OPTIMIZATION OF SPECIFIC THERAPY FOR PULMONARY ARTERIAL HYPERTENSION: THE POSSIBILITIES OF USING ENDOTHELIN RECEPTOR ANTAGONISTS

Modern concepts of pulmonary arterial hypertension (PAH) pathogenesis focus on the key role of endothelial dysfunction of pulmonary vessels. To control the activation of endothelin-1 system, endothelin receptor antagonists (ERA) are current ly used. Until recently, this class of drugs in our country and abroad was represented by two drugs: the sulfonamide derivative - a nonselective ERA bosentan and a non-sulfonamide derivative - ambrisentan, which blocks only ETA-receptors. Not the selectivity of ERAs, but their pharmacokinetic characteristics determine the differences in the profile of efficacy and safety. In 2015, in our country there appeared a new dual antagonist macitentan, which was created to optimize the tissue effects by increasing lipophilicity. In randomized SERAPHIN study, the use of macitental 10 mg compared with placebo contributed to a reduction of the risk of morbidity and mortality in patients with PAH by 45%, and the effect of therapy was not dependent on whether the patients received concomitant specific therapy with inhibitors of phosphodiesterase type 5, oral or inhaled prostanoids. In the paper there summarized indications for prescribing ERA, the data of the evidence base, as well as the concept of switching to optimize the ERA treatment. It is important to emphasize that in case of a satisfactory clinical response with ERA therapy, correction of therapy seems discrete. In the European guidelines 2015, this issue is not considered as having no extensive evidence base. On the other hand, it cannot be ruled out that the use of generic bosentan may lead to a decrease in the treatment effecacy and to provoke the clinical deterioration. At present clinical data intensively accumulate in favor of the strategy of switching from bosentan or ambrisentan to macitentan in PAH patients. It is necessary to assess the potential benefits associated with ERA switching to macitentan, in comparison with the possibilities of combination therapy.
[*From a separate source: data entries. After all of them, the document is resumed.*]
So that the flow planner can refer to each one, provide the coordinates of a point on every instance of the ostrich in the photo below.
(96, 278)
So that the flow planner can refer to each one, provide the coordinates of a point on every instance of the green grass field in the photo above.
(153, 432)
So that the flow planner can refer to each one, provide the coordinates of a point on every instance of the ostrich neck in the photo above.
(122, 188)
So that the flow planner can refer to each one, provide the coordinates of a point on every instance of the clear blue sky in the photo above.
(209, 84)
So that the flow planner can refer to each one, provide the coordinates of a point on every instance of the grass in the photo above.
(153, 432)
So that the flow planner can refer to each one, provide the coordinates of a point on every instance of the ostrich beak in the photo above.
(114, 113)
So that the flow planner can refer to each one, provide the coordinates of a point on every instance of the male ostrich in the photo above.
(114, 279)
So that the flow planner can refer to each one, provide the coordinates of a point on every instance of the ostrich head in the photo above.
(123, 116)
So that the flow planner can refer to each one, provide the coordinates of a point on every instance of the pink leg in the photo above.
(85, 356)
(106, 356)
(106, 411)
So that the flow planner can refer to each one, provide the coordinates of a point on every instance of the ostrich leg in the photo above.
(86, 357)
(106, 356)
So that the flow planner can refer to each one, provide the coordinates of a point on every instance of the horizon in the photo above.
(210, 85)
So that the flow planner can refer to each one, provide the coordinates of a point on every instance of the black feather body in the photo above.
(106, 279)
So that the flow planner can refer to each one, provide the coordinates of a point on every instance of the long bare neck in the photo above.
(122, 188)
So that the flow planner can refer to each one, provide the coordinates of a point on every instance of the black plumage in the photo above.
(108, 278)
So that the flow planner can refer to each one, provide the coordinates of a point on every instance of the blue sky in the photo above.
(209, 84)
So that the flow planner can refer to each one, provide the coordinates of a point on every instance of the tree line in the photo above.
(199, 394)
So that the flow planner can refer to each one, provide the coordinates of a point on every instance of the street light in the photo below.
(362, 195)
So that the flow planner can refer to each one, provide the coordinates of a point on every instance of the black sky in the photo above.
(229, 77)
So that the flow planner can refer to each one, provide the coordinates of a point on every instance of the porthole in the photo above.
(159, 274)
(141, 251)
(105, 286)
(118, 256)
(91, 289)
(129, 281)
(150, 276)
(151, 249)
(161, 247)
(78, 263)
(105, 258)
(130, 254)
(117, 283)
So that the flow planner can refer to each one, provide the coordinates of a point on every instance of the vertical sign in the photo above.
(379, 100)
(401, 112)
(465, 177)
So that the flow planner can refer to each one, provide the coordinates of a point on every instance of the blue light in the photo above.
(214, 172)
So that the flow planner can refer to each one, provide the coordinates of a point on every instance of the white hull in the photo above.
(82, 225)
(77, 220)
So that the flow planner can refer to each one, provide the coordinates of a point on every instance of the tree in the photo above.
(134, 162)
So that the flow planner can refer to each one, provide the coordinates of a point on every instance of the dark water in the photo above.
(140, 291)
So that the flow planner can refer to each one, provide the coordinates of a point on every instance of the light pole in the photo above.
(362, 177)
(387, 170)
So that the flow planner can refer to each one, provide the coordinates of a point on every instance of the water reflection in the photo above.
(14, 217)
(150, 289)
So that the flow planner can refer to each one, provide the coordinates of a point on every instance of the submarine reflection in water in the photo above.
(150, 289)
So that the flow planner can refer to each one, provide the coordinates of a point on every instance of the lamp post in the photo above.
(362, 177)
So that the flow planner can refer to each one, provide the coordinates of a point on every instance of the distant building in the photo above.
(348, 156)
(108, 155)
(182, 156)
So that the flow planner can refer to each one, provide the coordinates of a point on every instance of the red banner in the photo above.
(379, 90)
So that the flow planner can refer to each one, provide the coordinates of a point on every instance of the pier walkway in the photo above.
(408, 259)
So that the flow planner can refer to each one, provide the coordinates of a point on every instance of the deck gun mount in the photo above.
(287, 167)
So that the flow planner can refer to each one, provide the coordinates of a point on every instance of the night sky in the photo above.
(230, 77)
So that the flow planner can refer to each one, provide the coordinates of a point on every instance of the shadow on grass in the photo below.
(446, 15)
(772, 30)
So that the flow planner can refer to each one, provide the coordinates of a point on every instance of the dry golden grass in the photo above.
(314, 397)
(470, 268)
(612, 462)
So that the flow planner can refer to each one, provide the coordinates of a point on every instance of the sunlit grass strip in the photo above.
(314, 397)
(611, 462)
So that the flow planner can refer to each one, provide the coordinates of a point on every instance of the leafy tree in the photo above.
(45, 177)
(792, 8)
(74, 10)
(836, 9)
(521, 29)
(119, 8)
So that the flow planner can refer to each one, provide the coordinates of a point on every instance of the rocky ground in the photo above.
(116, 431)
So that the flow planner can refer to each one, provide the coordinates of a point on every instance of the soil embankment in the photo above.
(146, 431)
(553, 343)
pulmonary arterial hypertension, endothelin receptor antagonists, bosentan, ambrisentan, macitentan, switching strategy

1. Martyniuk TV, Nakonechnikov SN, Chazova I.Ye. Modern approaches to the treatment of patients with pulmonary hypertension in the light of the recommendations of the European Society of Cardiology. Consilium Medicum 2005; 11:957-962. [in Russian]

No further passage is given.